A veces me molestaban por hablar correctamente, pero conseguí ser Michelle, no solo «la chica negra». En casa, con el paso de los años, vi cómo mis hermanos mayores se marchaban a grandes ciudades y a zonas más diversas. Mis amigos empezaron a ir a conciertos de VanHalen y Bon Jovi mientras yo me sumergía en Michael Jackson, Prince y LL Cool J. Surgió otra diferencia. Mientras que la mayoría de mis compañeras blancas preferían el rock clásico y el pop, yo me sentía atraída por el rap y el R&B. A pesar de ser una adolescente popular en una familia de clase media, seguía enfrentándome a esas diferencias, y eso marcó mi vida.

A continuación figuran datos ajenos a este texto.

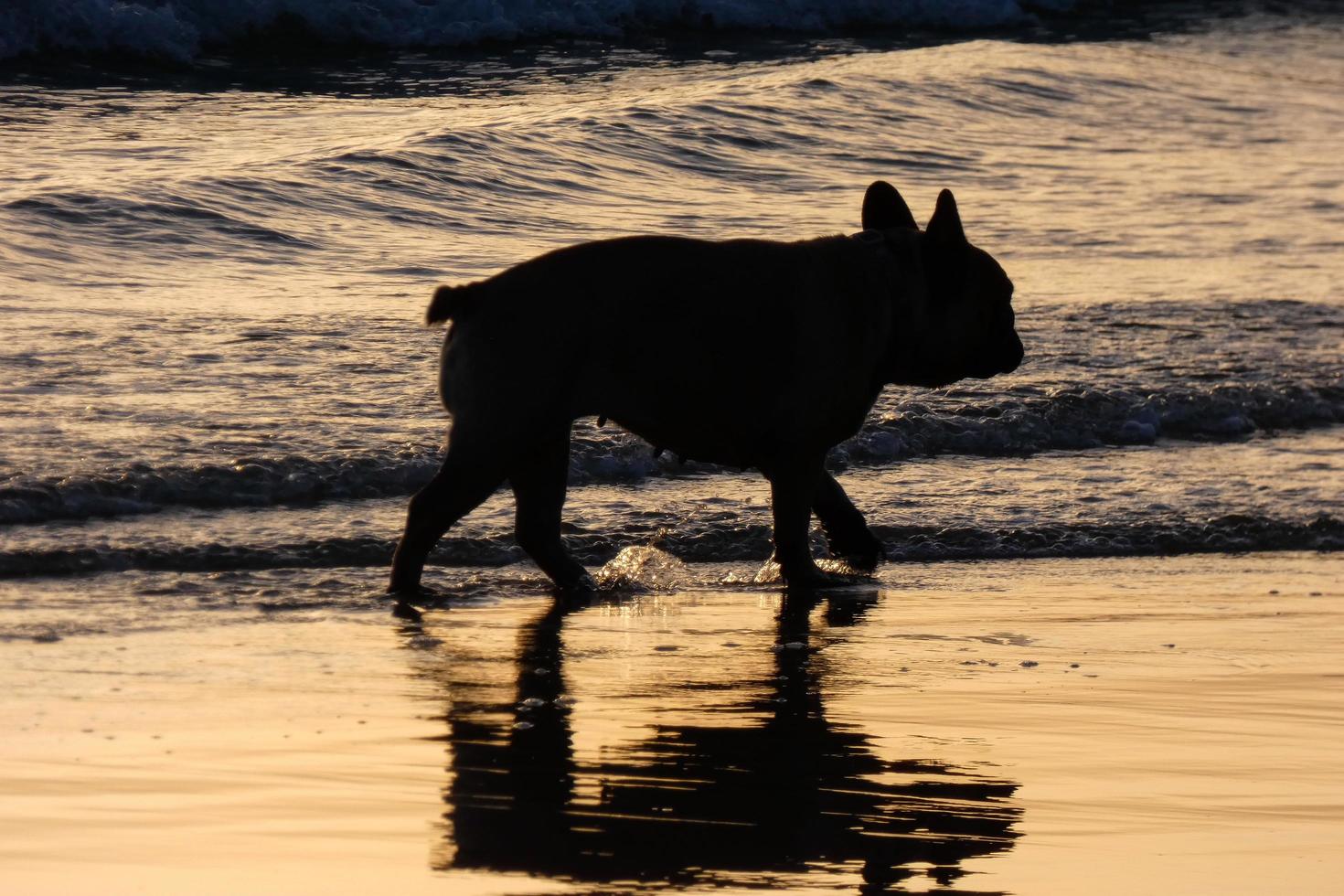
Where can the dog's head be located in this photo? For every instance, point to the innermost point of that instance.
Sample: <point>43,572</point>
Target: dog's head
<point>963,324</point>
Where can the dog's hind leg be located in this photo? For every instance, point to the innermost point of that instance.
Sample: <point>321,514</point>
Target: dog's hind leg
<point>848,536</point>
<point>539,481</point>
<point>469,475</point>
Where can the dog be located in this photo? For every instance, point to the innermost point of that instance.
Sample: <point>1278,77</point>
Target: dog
<point>746,352</point>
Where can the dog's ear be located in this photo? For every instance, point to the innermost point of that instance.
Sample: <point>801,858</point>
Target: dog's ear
<point>945,225</point>
<point>883,208</point>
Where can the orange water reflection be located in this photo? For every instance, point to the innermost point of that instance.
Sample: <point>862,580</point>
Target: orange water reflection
<point>769,795</point>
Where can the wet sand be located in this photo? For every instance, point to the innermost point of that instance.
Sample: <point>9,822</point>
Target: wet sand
<point>1029,727</point>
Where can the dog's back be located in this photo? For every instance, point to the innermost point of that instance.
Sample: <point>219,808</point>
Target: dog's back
<point>705,348</point>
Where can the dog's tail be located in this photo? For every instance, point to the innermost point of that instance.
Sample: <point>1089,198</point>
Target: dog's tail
<point>451,303</point>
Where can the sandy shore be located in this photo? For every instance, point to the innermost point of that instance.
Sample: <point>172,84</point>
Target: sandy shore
<point>1032,727</point>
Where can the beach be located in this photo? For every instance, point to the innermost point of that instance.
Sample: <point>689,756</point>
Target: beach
<point>1101,655</point>
<point>1101,726</point>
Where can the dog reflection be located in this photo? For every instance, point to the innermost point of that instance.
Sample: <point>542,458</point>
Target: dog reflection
<point>731,805</point>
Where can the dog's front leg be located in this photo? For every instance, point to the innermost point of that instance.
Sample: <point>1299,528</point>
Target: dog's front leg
<point>848,536</point>
<point>794,484</point>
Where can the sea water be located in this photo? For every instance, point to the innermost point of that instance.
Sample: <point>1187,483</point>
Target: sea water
<point>220,223</point>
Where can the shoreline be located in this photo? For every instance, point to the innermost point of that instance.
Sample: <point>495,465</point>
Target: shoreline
<point>319,747</point>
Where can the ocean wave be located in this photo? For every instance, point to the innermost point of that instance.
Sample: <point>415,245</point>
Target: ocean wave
<point>720,543</point>
<point>177,30</point>
<point>1003,426</point>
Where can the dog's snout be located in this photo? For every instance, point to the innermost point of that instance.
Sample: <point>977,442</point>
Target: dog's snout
<point>1012,355</point>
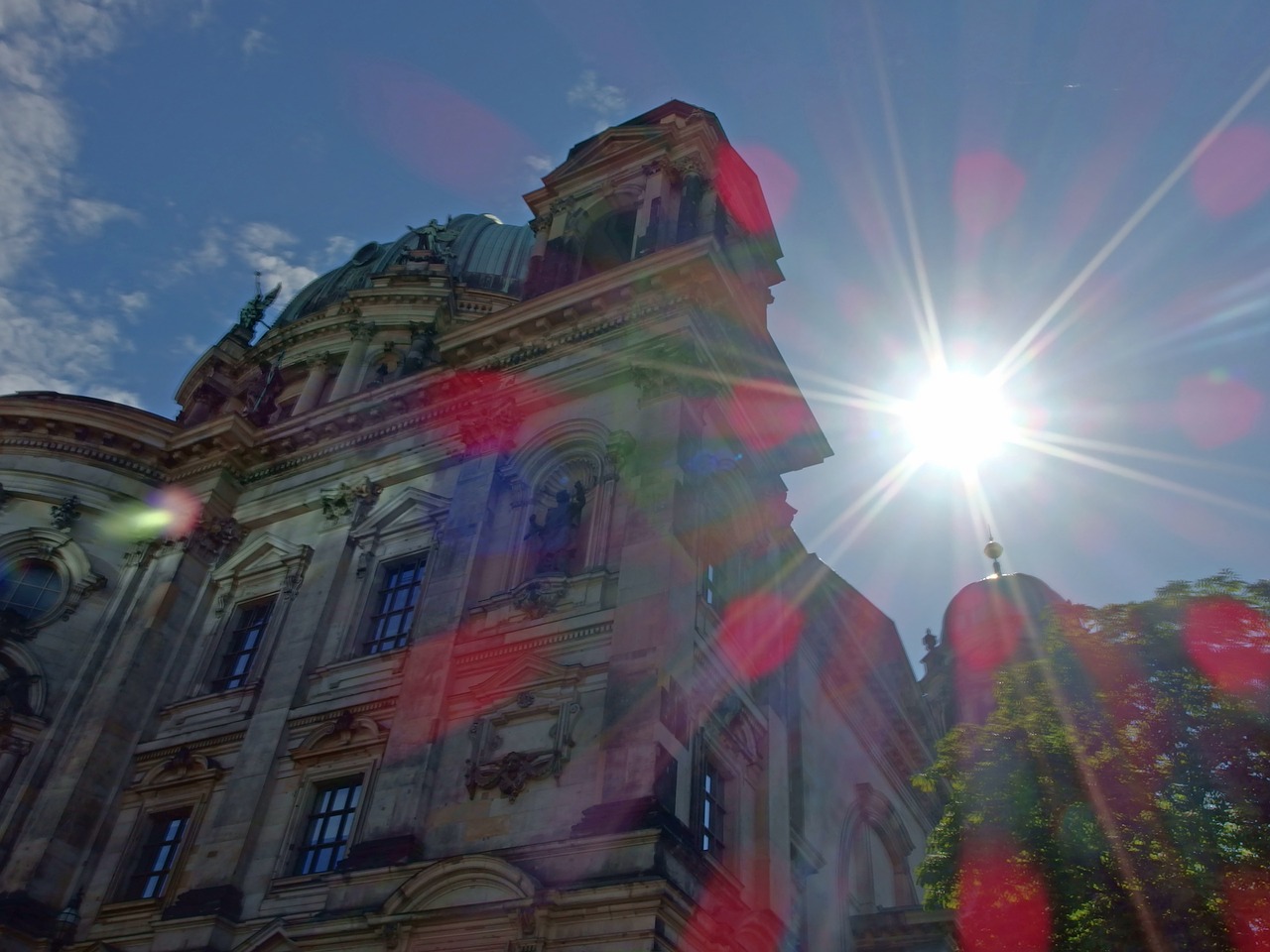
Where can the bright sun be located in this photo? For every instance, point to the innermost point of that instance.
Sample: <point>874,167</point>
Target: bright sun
<point>957,420</point>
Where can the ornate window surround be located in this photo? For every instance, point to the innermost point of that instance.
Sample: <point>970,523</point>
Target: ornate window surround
<point>408,525</point>
<point>66,557</point>
<point>574,451</point>
<point>182,779</point>
<point>340,746</point>
<point>266,566</point>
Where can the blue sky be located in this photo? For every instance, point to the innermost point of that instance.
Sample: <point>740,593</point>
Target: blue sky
<point>1005,162</point>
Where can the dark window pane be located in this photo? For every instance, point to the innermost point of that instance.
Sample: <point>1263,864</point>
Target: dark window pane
<point>394,604</point>
<point>249,625</point>
<point>30,588</point>
<point>158,856</point>
<point>325,841</point>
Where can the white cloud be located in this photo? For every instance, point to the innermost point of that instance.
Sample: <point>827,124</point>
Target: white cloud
<point>606,102</point>
<point>264,248</point>
<point>540,164</point>
<point>51,341</point>
<point>86,216</point>
<point>51,347</point>
<point>134,302</point>
<point>253,41</point>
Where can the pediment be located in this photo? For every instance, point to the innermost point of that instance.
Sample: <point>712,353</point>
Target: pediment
<point>461,881</point>
<point>606,148</point>
<point>266,552</point>
<point>526,670</point>
<point>272,938</point>
<point>411,511</point>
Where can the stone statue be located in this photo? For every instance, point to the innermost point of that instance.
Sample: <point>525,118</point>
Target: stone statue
<point>557,535</point>
<point>253,311</point>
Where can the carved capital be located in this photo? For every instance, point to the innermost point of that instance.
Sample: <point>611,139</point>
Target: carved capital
<point>489,426</point>
<point>620,449</point>
<point>64,513</point>
<point>349,502</point>
<point>213,537</point>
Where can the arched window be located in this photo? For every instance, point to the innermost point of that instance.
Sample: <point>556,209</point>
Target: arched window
<point>611,241</point>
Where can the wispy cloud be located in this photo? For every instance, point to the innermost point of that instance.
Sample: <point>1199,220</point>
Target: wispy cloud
<point>606,102</point>
<point>132,302</point>
<point>339,248</point>
<point>87,216</point>
<point>540,164</point>
<point>266,246</point>
<point>54,341</point>
<point>253,41</point>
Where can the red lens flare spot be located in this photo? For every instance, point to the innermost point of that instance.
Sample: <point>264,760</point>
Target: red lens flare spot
<point>1214,411</point>
<point>1247,910</point>
<point>984,629</point>
<point>740,193</point>
<point>769,413</point>
<point>1233,173</point>
<point>436,131</point>
<point>178,508</point>
<point>985,190</point>
<point>1002,904</point>
<point>758,633</point>
<point>1229,643</point>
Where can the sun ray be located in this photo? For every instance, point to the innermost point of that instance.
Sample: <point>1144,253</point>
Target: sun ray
<point>1029,345</point>
<point>1142,453</point>
<point>1139,476</point>
<point>928,324</point>
<point>976,499</point>
<point>873,502</point>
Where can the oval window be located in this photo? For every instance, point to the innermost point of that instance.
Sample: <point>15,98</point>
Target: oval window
<point>30,588</point>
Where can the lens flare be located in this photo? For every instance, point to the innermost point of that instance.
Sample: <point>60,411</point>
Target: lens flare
<point>957,420</point>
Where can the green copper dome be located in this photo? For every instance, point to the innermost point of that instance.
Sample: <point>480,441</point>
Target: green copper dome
<point>481,252</point>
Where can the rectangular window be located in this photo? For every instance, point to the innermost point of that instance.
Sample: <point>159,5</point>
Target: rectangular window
<point>711,585</point>
<point>158,855</point>
<point>393,608</point>
<point>249,626</point>
<point>330,821</point>
<point>711,809</point>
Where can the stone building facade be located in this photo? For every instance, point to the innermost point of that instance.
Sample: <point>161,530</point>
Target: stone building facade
<point>460,610</point>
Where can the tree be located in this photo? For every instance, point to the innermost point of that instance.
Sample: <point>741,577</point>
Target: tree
<point>1118,796</point>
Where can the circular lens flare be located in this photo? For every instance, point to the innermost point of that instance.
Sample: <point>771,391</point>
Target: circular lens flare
<point>957,420</point>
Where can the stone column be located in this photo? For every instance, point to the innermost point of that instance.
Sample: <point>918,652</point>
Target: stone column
<point>349,372</point>
<point>318,370</point>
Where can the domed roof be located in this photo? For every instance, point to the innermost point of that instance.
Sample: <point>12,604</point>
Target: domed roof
<point>480,250</point>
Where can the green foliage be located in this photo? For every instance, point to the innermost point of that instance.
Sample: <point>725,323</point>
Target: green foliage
<point>1129,767</point>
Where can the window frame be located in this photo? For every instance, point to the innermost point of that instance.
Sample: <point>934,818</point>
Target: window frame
<point>143,870</point>
<point>262,630</point>
<point>370,643</point>
<point>711,812</point>
<point>304,848</point>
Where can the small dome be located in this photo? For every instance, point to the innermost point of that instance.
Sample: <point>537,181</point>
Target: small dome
<point>480,250</point>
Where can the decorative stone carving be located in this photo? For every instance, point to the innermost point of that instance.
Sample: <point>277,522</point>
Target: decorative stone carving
<point>213,537</point>
<point>541,594</point>
<point>620,448</point>
<point>557,536</point>
<point>549,716</point>
<point>674,367</point>
<point>90,583</point>
<point>349,502</point>
<point>485,428</point>
<point>64,513</point>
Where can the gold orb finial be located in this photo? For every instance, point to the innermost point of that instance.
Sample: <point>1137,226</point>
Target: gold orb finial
<point>993,551</point>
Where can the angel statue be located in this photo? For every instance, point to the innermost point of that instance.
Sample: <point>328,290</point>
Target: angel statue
<point>253,311</point>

Mi padre creció en Alabama en los años 30. Mi abuelo fue uno de los primeros negros en poseer tierras e iba por ahí enseñando a leer a los negros. Cuando falleció, había acumulado más de 100 acres que transmitió a sus hijos. Escuchamos historias sobre el racismo al que se enfrentaban. No era de extrañar que mi padre siguiera dudando de los blancos.
Todavía hoy lo experimentamos. Me siento increíblemente agradecida de que mi madre me enseñara a estar orgullosa. Sabía que la historia de los negros estaba ausente en la escuela, así que nos hacía leer libros en casa. Desde el jardín de infancia hasta séptimo curso, nos dejó sin clase el 15 de enero para celebrar el cumpleaños de Martin Luther King, Jr. El día se convirtió en fiesta federal en 1983, pero no fue hasta 1986, en mi octavo curso, cuando el Estado de Nueva York lo reconoció.
En aquellos primeros años, antes de que el Estado nos diera el día libre, la acción de mamá resultó una noción revolucionaria para su época. Nos levantamos y vimos Eyes on the Prize y leímos el discurso I Have a Dream. Escribimos ensayos sobre lo que MLK significaba para nosotros. Cuando me envió de vuelta al colegio con una nota sobre mi ausencia, decía simplemente: «Cumpleaños de Martin Luther King, Jr».
Me siento agradecida. Comprar Barbies negras significaba algo más que poner otro paquete bajo el árbol de Navidad. Aunque ya empezaba a abrazar mi negritud con confianza, ver a esas Barbies se sumó a ello y me mostró más representación. Sin embargo, nos queda mucho camino por recorrer. Tengo amigos negros que han tenido que quitar todos los restos de artefactos negros de sus casas antes de ponerlas a la venta porque recibían ofertas mucho más bajas. El sector inmobiliario representa la riqueza generacional y las familias negras siguen sufriendo un racismo sistémico.
Estados como Florida y muchos otros están despojando la verdad del currículo al no permitir que los profesores se refieran a los esclavos como tales, sino que los llamen «trabajadores.» Están retirando los libros de historia negra de las escuelas por las que tanto luchamos. En este país, no importa si eres rico, popular o tienes éxito. Los negros siguen enfrentándose a obstáculos injustos y debemos seguir luchando por el cambio.